5. Provide mentors and coaches, not bosses
Millennials thrive on feedback, especially in real-time. According to Gallup: performance management requires a constant focus on feedback. 44% of those polled are more likely to be engaged when their manager holds regular meetings with them. Let them know how their contributions matter and then give them feedback and recognition when the goal is completed. This type of positive reinforcement will let them know that they play a valuable role in the company and that they have a clear purpose within the ranks. By partnering this generation with senior mentors, you can also help bridge the gap between generations, resulting in better company culture.

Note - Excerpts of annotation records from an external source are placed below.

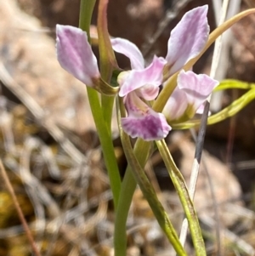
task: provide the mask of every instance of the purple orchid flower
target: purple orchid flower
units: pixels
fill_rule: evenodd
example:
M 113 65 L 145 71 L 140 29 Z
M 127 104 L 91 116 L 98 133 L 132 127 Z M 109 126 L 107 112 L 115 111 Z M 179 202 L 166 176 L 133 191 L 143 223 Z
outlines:
M 119 96 L 124 97 L 128 117 L 122 118 L 124 131 L 132 138 L 156 140 L 165 138 L 171 128 L 162 113 L 154 111 L 144 100 L 153 100 L 159 94 L 163 81 L 164 58 L 154 57 L 151 64 L 144 67 L 144 60 L 139 48 L 122 38 L 111 39 L 116 52 L 129 58 L 132 70 L 122 72 L 117 79 Z
M 168 122 L 183 122 L 192 118 L 196 113 L 201 114 L 205 100 L 217 85 L 218 81 L 205 74 L 181 71 L 177 87 L 162 111 Z
M 155 112 L 146 103 L 156 100 L 164 78 L 180 71 L 202 50 L 209 34 L 207 13 L 207 5 L 186 13 L 171 32 L 166 58 L 155 56 L 147 67 L 133 43 L 122 38 L 111 39 L 113 49 L 129 58 L 131 63 L 132 70 L 121 72 L 117 78 L 119 96 L 124 98 L 128 112 L 128 117 L 122 118 L 122 124 L 131 137 L 144 140 L 165 138 L 171 130 L 165 116 L 171 121 L 179 120 L 184 115 L 190 118 L 215 87 L 216 82 L 206 75 L 181 71 L 178 86 L 164 108 L 165 116 Z M 86 32 L 72 26 L 57 26 L 57 53 L 65 70 L 86 85 L 96 86 L 100 75 Z M 163 71 L 167 71 L 167 77 L 163 77 Z

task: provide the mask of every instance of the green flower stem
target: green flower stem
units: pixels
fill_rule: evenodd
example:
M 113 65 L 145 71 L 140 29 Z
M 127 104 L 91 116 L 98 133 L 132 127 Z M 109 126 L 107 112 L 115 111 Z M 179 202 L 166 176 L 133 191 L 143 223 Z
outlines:
M 80 28 L 87 31 L 88 38 L 89 25 L 94 3 L 95 0 L 81 1 L 79 26 Z M 108 171 L 110 188 L 113 194 L 114 205 L 115 208 L 116 208 L 121 191 L 121 178 L 114 152 L 114 147 L 112 145 L 111 134 L 109 130 L 109 124 L 107 125 L 105 122 L 98 93 L 94 89 L 88 87 L 87 88 L 87 91 L 92 114 L 102 146 L 105 166 Z
M 241 13 L 237 14 L 234 17 L 230 18 L 230 20 L 226 20 L 221 26 L 217 27 L 209 36 L 208 41 L 203 50 L 194 59 L 190 60 L 184 67 L 185 71 L 190 70 L 196 62 L 201 58 L 201 56 L 205 53 L 205 51 L 213 43 L 217 37 L 222 35 L 227 29 L 229 29 L 231 26 L 235 23 L 238 22 L 240 20 L 243 19 L 244 17 L 255 13 L 255 9 L 250 9 L 245 10 Z M 162 91 L 157 97 L 156 100 L 153 104 L 153 109 L 156 112 L 162 112 L 167 100 L 171 96 L 173 91 L 176 87 L 176 81 L 178 73 L 174 74 L 165 84 Z
M 138 139 L 133 152 L 141 166 L 144 166 L 149 157 L 151 143 Z M 143 154 L 140 154 L 143 152 Z M 128 166 L 120 192 L 119 203 L 116 211 L 114 247 L 116 256 L 126 256 L 127 230 L 126 223 L 128 211 L 137 182 L 132 173 L 130 165 Z
M 87 32 L 90 43 L 90 23 L 96 0 L 81 0 L 79 27 Z
M 123 105 L 121 105 L 122 112 L 123 112 Z M 122 139 L 122 142 L 123 145 L 123 149 L 125 151 L 125 155 L 128 164 L 130 165 L 130 168 L 132 173 L 139 185 L 140 189 L 143 191 L 144 196 L 145 196 L 147 202 L 149 202 L 155 217 L 156 218 L 161 228 L 165 232 L 169 242 L 174 247 L 176 253 L 178 255 L 187 255 L 183 246 L 181 245 L 178 235 L 170 222 L 167 213 L 165 212 L 162 203 L 158 200 L 155 190 L 153 189 L 150 182 L 149 181 L 143 168 L 140 166 L 136 155 L 133 151 L 133 148 L 131 145 L 131 142 L 129 137 L 127 134 L 125 134 L 120 125 L 121 115 L 120 111 L 118 111 L 118 122 L 119 122 L 119 129 L 120 129 L 120 136 Z M 150 144 L 151 145 L 151 144 Z M 149 152 L 149 151 L 148 151 Z M 139 155 L 137 155 L 139 156 Z M 147 158 L 147 157 L 145 157 Z M 129 175 L 129 174 L 128 174 Z M 120 201 L 121 202 L 121 201 Z M 122 219 L 124 220 L 124 219 Z M 116 255 L 120 255 L 117 252 L 116 252 Z M 126 254 L 121 254 L 126 255 Z
M 117 63 L 110 41 L 107 25 L 107 5 L 108 0 L 99 2 L 98 11 L 98 35 L 99 49 L 100 55 L 100 72 L 102 78 L 108 83 L 110 82 L 113 68 L 116 68 Z M 114 104 L 113 96 L 101 95 L 103 117 L 109 131 L 111 134 L 111 117 Z
M 111 134 L 111 118 L 114 100 L 115 96 L 101 95 L 103 117 L 110 134 Z
M 136 181 L 128 166 L 122 181 L 119 203 L 116 211 L 114 226 L 114 249 L 116 256 L 126 256 L 127 230 L 126 223 L 133 195 L 136 188 Z
M 255 88 L 250 89 L 245 94 L 233 101 L 229 106 L 221 111 L 208 117 L 207 124 L 214 124 L 235 116 L 241 111 L 246 105 L 255 99 Z M 173 129 L 188 129 L 198 126 L 200 120 L 189 121 L 183 123 L 171 125 Z
M 254 88 L 255 83 L 252 82 L 246 82 L 234 79 L 225 79 L 220 82 L 219 85 L 214 88 L 213 92 L 234 88 L 249 90 Z
M 196 255 L 206 256 L 206 247 L 202 234 L 200 229 L 198 219 L 194 208 L 192 200 L 190 197 L 189 191 L 184 179 L 174 163 L 174 161 L 168 151 L 165 140 L 156 141 L 158 150 L 163 158 L 169 176 L 173 181 L 176 191 L 178 194 L 184 213 L 186 214 L 189 226 L 192 236 L 193 244 L 196 250 Z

6. Create a strong company culture
Millennials are attracted to companies with strong culture and values that align with their ideals, lifestyle and sense of purpose. According to a recent report from Gallup, “Millennials want what previous generations wanted: a life well-lived, good jobs with 30-plus hours of work a week, regular paychecks from employers BUT they also want to be engaged (emotionally and behaviorally), they want high levels of well-being, a purposeful life, active community and social ties. They want to spend money not just on what they need, but also on what they want. Only 29% of employed millennials are engaged at work.”
- 16% of millennials are actively disengaged. These individuals don’t like their jobs and are actively ensuring others don’t either. Even if it’s not their intention, this will damage their company.
- 55% of millennials are not engaged. They are punching in and punching out but they are not fully present while they are at work. Energy and passion are out the window, the company suffers, their customers suffer, and ultimately the economy suffers. Indifference is a company-killer.
Clear, consistent, actionable feedback combined with recognition is key to creating good company culture. Let your employees know they matter, they are valued and they play a critical role in the success of your business. Invest in them and they will invest back in you, in a big way!